Aurender has put a .aurender directory all of my audio directories on my drive


Hopefully this has happened to someone else and they have figured out how to fix it. I , at one time had a Aurender N100H server. I sold it of but unfortunately I did not realize I had this problem before it was gone and I sold it on craiglist to a person I did not know. What the Aurender software did was put a .aurender directory in everyone of my audio file directories with thumbnails and some additional files evidently for indexing purposes. I have well over 80,000 audio files with several thousand sub directories with the .aurender sub directory attached to every single one. I started to go thru and delete each one of these but after several hours I decided there has to be a better way and perhaps aurender has some type of utility to perform this time consuming job. I called Aurender and they informed me the only way to do this is to attach the N100H to the NAS and somehow It would allow me to delete these sub directories. Of course I told them I no longer have it or know anyone that has one. They also informed me the only other way they know of it to go thru and delete each one...so here I am trying to find a genius that might know how to perform this feat without spending hours and days doing this manually one at a time. Is there a PC utility the will allow you to globally delete every example of a directory by a certain name which is .aurender on an entire drive or at least in a main directory every example of this name below the top directory...any help would be greatly appreciated...this is on a Windows 10 PC with a Synology DS1520 NAS.

rrroberts

@rrroberts You’ll need to find the proper syntax, but it should be doable from either Windows’ command line or Mac OS Terminal. With Windows, you might want to look at this link and modify the command to use “.aurender” instead of “backdrop”. You’ll have to navigate to the right drive first.

 

Thank you blisshifi...I had tried a few home made batch files to try to accomplish to no avail.
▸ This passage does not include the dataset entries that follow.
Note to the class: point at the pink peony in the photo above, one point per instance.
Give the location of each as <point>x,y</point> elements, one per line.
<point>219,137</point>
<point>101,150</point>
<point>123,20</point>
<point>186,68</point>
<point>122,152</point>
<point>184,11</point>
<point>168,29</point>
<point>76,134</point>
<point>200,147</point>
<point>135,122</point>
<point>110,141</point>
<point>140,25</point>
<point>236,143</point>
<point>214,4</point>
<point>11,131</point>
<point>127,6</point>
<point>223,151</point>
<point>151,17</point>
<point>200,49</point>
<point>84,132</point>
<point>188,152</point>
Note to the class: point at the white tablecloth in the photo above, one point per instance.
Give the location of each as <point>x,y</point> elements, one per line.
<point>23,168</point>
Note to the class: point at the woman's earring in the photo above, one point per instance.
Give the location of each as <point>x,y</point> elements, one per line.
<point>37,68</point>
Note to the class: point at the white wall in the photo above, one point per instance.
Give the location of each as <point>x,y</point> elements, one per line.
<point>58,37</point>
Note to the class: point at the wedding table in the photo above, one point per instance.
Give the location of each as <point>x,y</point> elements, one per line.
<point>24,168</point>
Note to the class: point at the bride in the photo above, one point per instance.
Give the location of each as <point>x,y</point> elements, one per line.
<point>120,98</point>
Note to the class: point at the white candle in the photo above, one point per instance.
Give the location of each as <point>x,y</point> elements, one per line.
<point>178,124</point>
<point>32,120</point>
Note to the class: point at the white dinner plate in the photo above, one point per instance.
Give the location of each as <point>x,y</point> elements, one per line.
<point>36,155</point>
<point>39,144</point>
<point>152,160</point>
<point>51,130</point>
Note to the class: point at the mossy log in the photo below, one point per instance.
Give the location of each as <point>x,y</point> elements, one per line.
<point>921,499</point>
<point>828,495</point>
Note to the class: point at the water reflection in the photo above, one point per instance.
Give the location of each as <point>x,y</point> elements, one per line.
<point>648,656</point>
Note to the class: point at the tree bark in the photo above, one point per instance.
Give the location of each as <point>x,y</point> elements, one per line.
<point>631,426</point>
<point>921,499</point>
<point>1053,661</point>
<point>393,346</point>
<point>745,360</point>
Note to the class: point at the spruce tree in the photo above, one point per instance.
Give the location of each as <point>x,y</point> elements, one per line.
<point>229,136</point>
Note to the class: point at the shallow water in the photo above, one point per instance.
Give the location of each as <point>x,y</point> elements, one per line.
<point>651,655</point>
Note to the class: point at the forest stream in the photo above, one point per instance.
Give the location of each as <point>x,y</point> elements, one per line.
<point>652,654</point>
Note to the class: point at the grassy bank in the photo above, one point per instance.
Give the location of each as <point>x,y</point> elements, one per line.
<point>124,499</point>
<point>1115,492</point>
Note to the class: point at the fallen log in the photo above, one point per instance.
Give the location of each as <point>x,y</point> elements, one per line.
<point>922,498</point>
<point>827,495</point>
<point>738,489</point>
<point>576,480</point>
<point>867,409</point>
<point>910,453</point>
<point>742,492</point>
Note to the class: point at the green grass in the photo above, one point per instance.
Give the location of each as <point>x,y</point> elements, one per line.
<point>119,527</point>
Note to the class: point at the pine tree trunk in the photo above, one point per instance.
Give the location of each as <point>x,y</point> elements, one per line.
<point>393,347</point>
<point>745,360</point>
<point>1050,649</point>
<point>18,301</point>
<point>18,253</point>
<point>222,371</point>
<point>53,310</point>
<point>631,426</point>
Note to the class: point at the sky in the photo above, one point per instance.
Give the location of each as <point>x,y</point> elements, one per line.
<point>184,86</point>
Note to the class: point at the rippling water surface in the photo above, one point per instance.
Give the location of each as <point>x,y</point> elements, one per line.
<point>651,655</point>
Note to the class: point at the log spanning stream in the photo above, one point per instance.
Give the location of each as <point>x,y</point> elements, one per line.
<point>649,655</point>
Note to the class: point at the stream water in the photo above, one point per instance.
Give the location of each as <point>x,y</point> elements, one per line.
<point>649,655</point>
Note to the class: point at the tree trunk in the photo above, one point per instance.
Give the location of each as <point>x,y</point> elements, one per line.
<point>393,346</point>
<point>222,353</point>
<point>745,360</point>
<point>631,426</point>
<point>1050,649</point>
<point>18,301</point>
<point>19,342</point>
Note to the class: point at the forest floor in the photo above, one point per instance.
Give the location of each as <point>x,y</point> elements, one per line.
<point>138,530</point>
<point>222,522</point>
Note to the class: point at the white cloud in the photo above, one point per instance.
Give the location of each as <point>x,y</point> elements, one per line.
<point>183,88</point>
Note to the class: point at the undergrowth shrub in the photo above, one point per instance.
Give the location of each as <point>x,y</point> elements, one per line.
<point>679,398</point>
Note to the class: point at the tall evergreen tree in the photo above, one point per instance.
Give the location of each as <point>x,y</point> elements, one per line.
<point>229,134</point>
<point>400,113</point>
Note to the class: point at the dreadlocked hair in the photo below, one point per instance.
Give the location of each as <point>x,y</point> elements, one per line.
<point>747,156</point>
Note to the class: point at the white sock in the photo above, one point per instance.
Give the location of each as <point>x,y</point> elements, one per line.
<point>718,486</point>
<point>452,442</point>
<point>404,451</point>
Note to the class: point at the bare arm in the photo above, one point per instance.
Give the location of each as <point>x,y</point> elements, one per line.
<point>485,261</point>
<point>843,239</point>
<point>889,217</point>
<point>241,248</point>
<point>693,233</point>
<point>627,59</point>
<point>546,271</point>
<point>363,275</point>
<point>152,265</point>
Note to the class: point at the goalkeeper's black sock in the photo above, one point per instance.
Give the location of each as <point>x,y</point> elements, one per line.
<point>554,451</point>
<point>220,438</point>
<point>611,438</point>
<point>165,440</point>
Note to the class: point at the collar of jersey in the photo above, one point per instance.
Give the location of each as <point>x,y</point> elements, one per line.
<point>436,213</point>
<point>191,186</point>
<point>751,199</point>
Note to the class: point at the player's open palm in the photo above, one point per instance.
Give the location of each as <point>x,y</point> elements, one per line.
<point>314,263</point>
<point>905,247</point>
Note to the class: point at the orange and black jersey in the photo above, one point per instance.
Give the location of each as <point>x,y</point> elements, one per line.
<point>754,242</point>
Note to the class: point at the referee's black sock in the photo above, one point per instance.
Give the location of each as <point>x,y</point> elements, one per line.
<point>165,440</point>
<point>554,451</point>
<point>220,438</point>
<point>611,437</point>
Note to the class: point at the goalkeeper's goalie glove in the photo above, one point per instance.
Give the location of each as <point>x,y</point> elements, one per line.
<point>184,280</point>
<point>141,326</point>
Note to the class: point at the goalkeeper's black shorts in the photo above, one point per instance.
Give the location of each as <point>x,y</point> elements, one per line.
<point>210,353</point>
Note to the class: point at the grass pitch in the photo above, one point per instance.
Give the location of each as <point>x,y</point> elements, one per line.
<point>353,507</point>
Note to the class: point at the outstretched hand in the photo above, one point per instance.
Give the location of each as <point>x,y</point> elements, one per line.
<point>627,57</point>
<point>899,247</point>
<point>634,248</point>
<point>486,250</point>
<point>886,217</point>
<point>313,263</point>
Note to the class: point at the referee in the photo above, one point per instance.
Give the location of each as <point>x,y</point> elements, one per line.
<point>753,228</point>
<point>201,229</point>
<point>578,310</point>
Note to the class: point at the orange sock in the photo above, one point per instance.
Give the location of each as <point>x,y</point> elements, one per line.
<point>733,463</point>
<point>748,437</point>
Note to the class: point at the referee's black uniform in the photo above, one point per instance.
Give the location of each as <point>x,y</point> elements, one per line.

I did look at the web info and and changed the directory name to .aurender but I am beginning to think the period at the beginning of the name of the directory may be an issue...thanks again Russ

This should be easy to resolve. In Windows, open File Explorer. In the search bar, type " *.aurender* " (without the quotes). That will find all your .aurender directories. Then select all, (control + A), and delete.

Thanks so much Cleeds...should have thought of that myself...worked great all fixed...I new there must be an easier way...thanks again!